Whether you’re looking for family-friendly entertainment or some adults-only reverie on New Year’s Eve, there are lots of options around the Portland area. From local bars and restaurants to surrounding towns, the Portland Pirates’ Kids’ New Year’s Game and L.L. Bean’s music and fireworks extravaganza in Freeport, you can welcome 2011 almost anywhere.

Anywhere, that is, except the streets of downtown Portland.

Maine’s largest city hasn’t held a New Year’s Eve party since 2005. At the time, organizers said they were taking a year off to find a corporate sponsor.

Apparently, they stopped trying.

Granted, it can be expensive to host an outdoor New Year’s bash. But other, smaller towns are doing it, including Gorham, Belfast, Bangor and Old Orchard Beach.

In fact, OOB’s inaugural First Night event last year was so successful, it’s coming back for a second go-round. First Night Portland seems like a no-brainer, what with the city’s dense concentration of art galleries, museums, performing arts venues, bars and restaurants.

Instead, there will be the sound of crickets chirping on the streets of the Old Port and downtown Portland. Check that — it’s too cold for crickets, so there won’t even be that.

It wasn’t always thus. New Year’s Portland, which launched in 1984, used to average 10,000 revelers a year. There were music and dance performances, art shows and films, ice sculptures, two — yes, two — parades, and a fireworks show. Local businesses and arts organizations stayed open late to allow the throng to come inside and warm up, and maybe even do a little shopping.

You know — infuse some money into the local economy.

Some say the city’s efforts to make New Year’s Eve a family-friendly event during the last few years of its existence caused it to fizzle and die. Although I wasn’t here at the time, I can understand that. Who wants to go home before midnight on New Year’s Eve?

But if that’s still a concern, why not have two events? There could be a family-friendly one in the early afternoon and an adults-only one in the evening. Charge separate admission for each, and require that anyone who wants to drink at the evening festival buy a special wrist band that requires the purchaser to show an I.D. Other festivals around the nation have done this for years.
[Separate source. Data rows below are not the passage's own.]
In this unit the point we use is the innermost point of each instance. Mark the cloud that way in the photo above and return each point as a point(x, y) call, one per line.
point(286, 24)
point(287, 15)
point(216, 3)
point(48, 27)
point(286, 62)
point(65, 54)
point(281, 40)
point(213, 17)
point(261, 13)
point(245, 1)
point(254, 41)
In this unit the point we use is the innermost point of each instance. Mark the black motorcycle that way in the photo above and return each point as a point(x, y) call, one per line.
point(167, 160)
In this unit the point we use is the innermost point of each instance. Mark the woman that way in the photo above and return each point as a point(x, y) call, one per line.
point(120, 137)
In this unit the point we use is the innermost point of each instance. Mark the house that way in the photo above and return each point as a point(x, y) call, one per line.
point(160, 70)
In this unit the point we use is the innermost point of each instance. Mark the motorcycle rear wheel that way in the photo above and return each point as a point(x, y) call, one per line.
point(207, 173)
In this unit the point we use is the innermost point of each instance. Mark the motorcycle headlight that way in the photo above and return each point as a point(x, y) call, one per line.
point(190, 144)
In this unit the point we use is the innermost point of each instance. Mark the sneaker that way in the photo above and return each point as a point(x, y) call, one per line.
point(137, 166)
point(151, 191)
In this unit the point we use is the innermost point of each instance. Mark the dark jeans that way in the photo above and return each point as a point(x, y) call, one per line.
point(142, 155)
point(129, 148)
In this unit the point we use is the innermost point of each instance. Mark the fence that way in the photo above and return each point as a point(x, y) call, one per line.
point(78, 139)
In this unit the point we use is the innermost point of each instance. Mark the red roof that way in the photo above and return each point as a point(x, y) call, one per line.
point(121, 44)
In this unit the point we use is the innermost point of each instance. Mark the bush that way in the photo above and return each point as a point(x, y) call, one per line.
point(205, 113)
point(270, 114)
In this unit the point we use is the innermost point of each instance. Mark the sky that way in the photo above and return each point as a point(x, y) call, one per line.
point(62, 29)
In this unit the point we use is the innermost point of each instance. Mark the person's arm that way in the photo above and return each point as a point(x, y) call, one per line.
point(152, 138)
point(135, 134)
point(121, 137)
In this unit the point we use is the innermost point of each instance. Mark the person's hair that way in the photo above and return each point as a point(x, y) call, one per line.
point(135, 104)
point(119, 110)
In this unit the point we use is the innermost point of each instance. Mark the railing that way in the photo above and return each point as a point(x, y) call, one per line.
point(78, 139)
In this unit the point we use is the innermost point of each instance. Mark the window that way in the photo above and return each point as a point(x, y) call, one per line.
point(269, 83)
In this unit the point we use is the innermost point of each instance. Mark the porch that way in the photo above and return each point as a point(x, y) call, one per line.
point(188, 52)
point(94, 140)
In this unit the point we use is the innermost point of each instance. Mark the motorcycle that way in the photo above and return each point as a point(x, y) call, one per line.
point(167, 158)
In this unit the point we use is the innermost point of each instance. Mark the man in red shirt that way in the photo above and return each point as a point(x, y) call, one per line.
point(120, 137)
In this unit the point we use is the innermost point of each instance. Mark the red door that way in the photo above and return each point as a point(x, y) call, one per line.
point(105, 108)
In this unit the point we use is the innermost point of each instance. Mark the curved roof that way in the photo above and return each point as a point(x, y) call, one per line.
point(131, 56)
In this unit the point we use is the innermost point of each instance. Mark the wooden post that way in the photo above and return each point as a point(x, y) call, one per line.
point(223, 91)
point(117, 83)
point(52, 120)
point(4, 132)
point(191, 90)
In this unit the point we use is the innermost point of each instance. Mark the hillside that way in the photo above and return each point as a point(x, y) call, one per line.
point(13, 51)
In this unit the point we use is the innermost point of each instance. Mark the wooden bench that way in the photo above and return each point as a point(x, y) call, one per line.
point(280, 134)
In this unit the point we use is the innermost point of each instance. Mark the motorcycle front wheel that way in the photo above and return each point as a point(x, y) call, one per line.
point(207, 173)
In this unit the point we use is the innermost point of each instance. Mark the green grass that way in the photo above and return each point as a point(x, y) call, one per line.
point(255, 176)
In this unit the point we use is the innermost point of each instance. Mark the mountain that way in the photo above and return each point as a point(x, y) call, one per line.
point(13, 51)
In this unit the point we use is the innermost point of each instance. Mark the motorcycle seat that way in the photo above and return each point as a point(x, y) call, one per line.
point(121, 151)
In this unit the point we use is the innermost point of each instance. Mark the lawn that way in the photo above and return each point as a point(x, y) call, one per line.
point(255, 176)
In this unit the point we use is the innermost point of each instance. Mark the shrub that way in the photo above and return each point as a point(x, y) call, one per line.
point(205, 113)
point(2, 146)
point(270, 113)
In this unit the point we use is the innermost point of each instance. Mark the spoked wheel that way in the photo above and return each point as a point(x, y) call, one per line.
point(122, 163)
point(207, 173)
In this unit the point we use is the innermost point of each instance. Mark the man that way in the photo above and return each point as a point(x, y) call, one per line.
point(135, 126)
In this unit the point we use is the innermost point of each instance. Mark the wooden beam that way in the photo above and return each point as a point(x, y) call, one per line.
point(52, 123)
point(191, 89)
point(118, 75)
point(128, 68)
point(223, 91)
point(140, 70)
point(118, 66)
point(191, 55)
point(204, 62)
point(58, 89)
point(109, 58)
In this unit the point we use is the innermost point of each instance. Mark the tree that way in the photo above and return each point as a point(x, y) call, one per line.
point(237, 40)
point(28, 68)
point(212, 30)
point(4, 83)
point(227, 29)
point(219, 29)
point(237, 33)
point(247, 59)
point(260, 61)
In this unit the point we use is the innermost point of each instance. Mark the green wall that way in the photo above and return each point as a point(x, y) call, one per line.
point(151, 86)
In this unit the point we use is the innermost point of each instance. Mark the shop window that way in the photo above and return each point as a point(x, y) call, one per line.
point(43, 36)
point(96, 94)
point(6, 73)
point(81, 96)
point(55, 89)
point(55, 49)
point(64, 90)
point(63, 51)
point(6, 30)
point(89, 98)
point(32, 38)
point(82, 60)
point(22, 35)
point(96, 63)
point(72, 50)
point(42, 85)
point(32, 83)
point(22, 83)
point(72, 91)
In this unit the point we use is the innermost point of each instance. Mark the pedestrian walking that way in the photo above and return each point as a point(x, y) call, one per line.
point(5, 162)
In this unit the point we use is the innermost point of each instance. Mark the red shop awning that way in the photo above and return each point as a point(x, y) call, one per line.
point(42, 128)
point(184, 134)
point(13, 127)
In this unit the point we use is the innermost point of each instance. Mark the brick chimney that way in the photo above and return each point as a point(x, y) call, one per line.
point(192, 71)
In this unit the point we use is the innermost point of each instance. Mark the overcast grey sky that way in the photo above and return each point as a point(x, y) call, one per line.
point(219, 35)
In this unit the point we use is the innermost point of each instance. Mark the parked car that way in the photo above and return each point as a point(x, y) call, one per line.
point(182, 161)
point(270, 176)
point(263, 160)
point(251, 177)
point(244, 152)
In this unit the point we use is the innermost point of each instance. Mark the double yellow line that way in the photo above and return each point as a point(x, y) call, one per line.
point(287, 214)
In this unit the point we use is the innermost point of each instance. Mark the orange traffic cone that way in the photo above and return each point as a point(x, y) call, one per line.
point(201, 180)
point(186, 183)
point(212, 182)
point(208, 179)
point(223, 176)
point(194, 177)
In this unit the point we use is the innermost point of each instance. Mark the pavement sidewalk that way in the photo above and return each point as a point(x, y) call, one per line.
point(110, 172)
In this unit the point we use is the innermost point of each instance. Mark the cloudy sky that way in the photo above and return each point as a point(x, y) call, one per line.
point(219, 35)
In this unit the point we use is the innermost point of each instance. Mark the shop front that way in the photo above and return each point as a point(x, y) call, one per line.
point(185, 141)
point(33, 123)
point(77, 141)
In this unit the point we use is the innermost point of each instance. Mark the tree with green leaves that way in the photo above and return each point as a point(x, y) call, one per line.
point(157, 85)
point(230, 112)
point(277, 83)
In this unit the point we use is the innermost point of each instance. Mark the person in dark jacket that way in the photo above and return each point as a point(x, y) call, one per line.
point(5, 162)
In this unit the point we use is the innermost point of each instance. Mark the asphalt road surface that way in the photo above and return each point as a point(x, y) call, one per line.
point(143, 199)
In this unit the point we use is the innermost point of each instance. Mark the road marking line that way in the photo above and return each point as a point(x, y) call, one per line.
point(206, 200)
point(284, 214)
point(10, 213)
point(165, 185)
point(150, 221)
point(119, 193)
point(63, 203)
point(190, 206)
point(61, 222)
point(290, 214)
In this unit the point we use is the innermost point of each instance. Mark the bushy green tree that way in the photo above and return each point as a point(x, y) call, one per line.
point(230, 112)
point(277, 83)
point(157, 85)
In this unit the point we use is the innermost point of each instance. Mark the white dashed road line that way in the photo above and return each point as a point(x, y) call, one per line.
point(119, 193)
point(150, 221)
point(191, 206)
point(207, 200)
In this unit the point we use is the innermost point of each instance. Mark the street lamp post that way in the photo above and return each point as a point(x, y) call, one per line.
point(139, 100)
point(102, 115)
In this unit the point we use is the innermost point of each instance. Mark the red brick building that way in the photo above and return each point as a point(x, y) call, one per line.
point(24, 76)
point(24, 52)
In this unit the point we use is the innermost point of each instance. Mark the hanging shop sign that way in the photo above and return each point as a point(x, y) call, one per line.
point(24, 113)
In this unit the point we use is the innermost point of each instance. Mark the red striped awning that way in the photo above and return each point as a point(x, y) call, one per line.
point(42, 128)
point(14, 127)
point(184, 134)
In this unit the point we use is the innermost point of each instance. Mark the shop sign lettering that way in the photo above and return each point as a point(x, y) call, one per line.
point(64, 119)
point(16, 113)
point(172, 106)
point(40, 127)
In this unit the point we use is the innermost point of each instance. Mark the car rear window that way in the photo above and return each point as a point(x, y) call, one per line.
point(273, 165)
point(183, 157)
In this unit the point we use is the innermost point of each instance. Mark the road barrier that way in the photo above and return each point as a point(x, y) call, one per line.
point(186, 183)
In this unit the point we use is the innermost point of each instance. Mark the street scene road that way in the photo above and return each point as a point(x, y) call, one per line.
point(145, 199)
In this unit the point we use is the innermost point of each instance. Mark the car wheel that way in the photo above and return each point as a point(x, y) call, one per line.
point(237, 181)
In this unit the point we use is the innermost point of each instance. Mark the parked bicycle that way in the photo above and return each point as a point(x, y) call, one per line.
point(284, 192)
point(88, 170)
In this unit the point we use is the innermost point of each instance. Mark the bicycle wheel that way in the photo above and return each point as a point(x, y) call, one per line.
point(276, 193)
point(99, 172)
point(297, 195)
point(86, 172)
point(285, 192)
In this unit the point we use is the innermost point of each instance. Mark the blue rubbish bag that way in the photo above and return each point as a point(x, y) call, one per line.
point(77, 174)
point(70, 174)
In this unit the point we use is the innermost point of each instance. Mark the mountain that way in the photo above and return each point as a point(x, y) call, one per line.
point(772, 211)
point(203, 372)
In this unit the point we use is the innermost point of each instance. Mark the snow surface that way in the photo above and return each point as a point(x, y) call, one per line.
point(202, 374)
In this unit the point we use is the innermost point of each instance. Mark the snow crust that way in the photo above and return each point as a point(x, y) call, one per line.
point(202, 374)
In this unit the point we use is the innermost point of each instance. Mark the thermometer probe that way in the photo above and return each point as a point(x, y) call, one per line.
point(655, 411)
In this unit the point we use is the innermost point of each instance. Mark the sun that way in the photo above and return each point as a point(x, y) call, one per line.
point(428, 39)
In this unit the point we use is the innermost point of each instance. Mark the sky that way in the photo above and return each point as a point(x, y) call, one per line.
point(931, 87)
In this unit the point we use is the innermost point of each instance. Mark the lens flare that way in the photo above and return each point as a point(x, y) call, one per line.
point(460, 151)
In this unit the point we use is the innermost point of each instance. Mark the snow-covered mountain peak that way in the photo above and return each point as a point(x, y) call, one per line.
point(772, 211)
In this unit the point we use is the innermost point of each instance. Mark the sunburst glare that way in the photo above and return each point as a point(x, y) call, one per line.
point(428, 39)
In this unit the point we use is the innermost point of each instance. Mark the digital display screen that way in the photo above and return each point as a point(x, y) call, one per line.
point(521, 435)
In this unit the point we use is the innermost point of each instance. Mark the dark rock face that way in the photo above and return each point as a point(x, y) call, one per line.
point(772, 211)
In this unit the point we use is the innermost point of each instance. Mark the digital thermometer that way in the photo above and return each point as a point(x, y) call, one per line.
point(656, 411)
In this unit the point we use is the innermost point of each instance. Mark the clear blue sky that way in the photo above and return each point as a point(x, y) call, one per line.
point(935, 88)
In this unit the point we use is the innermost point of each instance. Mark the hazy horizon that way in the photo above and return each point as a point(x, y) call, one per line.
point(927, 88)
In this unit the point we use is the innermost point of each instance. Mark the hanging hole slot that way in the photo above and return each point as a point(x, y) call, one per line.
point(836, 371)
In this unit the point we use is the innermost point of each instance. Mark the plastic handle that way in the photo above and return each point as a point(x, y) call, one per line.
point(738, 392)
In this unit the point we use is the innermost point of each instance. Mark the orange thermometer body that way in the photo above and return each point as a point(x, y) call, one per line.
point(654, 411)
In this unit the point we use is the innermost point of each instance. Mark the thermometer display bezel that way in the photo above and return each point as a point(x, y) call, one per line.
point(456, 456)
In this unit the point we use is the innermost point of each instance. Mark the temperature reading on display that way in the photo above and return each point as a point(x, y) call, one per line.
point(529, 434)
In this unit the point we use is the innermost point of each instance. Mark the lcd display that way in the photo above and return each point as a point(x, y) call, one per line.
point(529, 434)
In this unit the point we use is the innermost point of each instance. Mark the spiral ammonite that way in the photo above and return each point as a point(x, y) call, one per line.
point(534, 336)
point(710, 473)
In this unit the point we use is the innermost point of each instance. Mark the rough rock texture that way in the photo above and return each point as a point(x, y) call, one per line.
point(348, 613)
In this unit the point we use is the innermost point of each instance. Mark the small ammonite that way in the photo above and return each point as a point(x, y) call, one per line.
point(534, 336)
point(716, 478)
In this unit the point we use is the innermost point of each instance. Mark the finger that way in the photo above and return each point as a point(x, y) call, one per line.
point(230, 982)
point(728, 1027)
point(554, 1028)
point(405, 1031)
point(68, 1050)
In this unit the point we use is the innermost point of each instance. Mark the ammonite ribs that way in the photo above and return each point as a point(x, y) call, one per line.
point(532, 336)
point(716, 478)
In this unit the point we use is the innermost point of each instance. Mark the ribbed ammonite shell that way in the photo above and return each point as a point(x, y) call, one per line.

Or maybe Portland should do away with the family-friendly concept altogether and stick with a late-night party. There would still be plenty for children to do during the day, such as the balloon drop at the Children’s Museum and the annual Phyzgig vaudeville show at Portland Stage and Space Gallery.

Just do something.

City officials have 12 months to plan next year’s New Year’s Eve. Let’s hope they don’t waste it.